Depuis l’introduction des neuroleptiques en psychiatrie, depuis les efforts psychothérapiques et sociothérapiques, la majorité des délires chroniques sont nettement améliorés et stabilisés. De nombreux malades quittent l’hôpital après leur traitement et peuvent reprendre une vie quasi normale, à condition de suivre un traitement continu et de se plier à la discipline des consultations régulières. Il faut aussi que l’entourage, notamment la famille et les employeurs, fasse preuve de bonne volonté et de compréhension. Ces bons résultats sont dus à l’action des médicaments psychotropes sur l’anxiété, les troubles de l’humeur, les hallucinations et la force des convictions délirantes. Grâce à cette action médicamenteuse puissamment réductrice du délire, les malades prennent une certaine distance à l’égard de leurs idées délirantes et parviennent parfois à les critiquer totalement. Il faut bien savoir néanmoins que la conviction de certains délirants, surtout les paranoïaques et les passionnels, reste intacte malgré le traitement. Ils deviennent simplement plus indifférents, moins passionnés, leur délire tend à s’enkyster, à se limiter à quelques idées assez pauvres et peu actives. L’abord psychothérapique, facilité par la chimiothérapie, a fait de très sensibles progrès ces dernières années. Les méthodes sociothérapiques ou institutionnelles ont aussi beaucoup aidé à la réinsertion socioprofessionnelle des délirants. La plupart des délirants chroniques peuvent actuellement être hospitalisés dans les services de psychiatrie ouverts, ou traités en consultation, et l’on tend à éviter l’internement dans la mesure du possible.

G. R.

 N. T. Koressios, Recherches psychothérapiques sur les délires (Maloine, 1943). / J. et L. Gayral, les Délires de possession diabolique (Vigot, 1944). / P. Guyraud et coll., Psychopathologie des délires (Hermann, 1950). / K. Schneider, Über den Wahn (Stuttgart, 1952). / A. Achaintre, les Délires (les Monographies médicales et scientifiques, 1964 ; 2 vol.). / H. Faure, les Objets dans la folie, t. II : les Appartenances du délirant (P. U. F., 1966).

délit

Au sens large, toute infraction à la loi. En droit pénal, infraction que le législateur punit d’une peine correctionnelle, par opposition au crime* et aux contraventions*.
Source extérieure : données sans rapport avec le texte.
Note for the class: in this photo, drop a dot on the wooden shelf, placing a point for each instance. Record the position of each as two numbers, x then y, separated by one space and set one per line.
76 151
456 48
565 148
Le délit pénal, qui est nécessairement assorti d’une peine, est constitué par la violation d’un texte de loi qui l’établit formellement. Il existe aussi un délit civil, qui se confond parfois avec le délit pénal et qui est l’objet d’une disposition très générale du Code civil : « Tout fait quelconque de l’homme, qui cause à autrui un dommage, oblige celui par la faute duquel il est arrivé à le réparer » (art. 1382). Ainsi, en cas de collision entre une automobile et un piéton ayant entraîné la mort de ce dernier, s’il y a eu faute du conducteur, ce dernier a commis un délit civil et, en outre, un délit pénal, le délit d’homicide involontaire prévu par l’art. 319 du Code pénal.

Le délit peut être réalisé par une action qui s’exécute en un instant, tel le vol, la soustraction frauduleuse de la chose d’autrui, ou par une action qui se poursuit dans le temps et qui s’y prolonge par la réitération constante de la volonté coupable de son auteur, tels le port illégal de décorations ou le recel de choses volées ou détournées ; ou encore, il pourra s’agir d’un délit continué, comme ce sera le cas pour le vol d’eau, de gaz ou d’électricité, effectué au moyen d’un branchement direct sur les canalisations. Parfois, le délit, pour être punissable, exige non pas une action unique ou isolée, mais l’accomplissement de plusieurs actes semblables dont chacun, pris isolément, n’est pas répréhensible, tandis que la répétition constitue l’infraction punissable : il en est ainsi de l’exercice illégal de la médecine, qui ne saurait être constitué par la participation à un acte médical unique. Enfin, l’escroquerie est l’exemple type de délit complexe qui suppose plusieurs actes différents, coordonnés et concourant à une fin unique, étapes successives d’une seule entreprise délictueuse tendant à escroquer tout ou partie de la fortune d’autrui.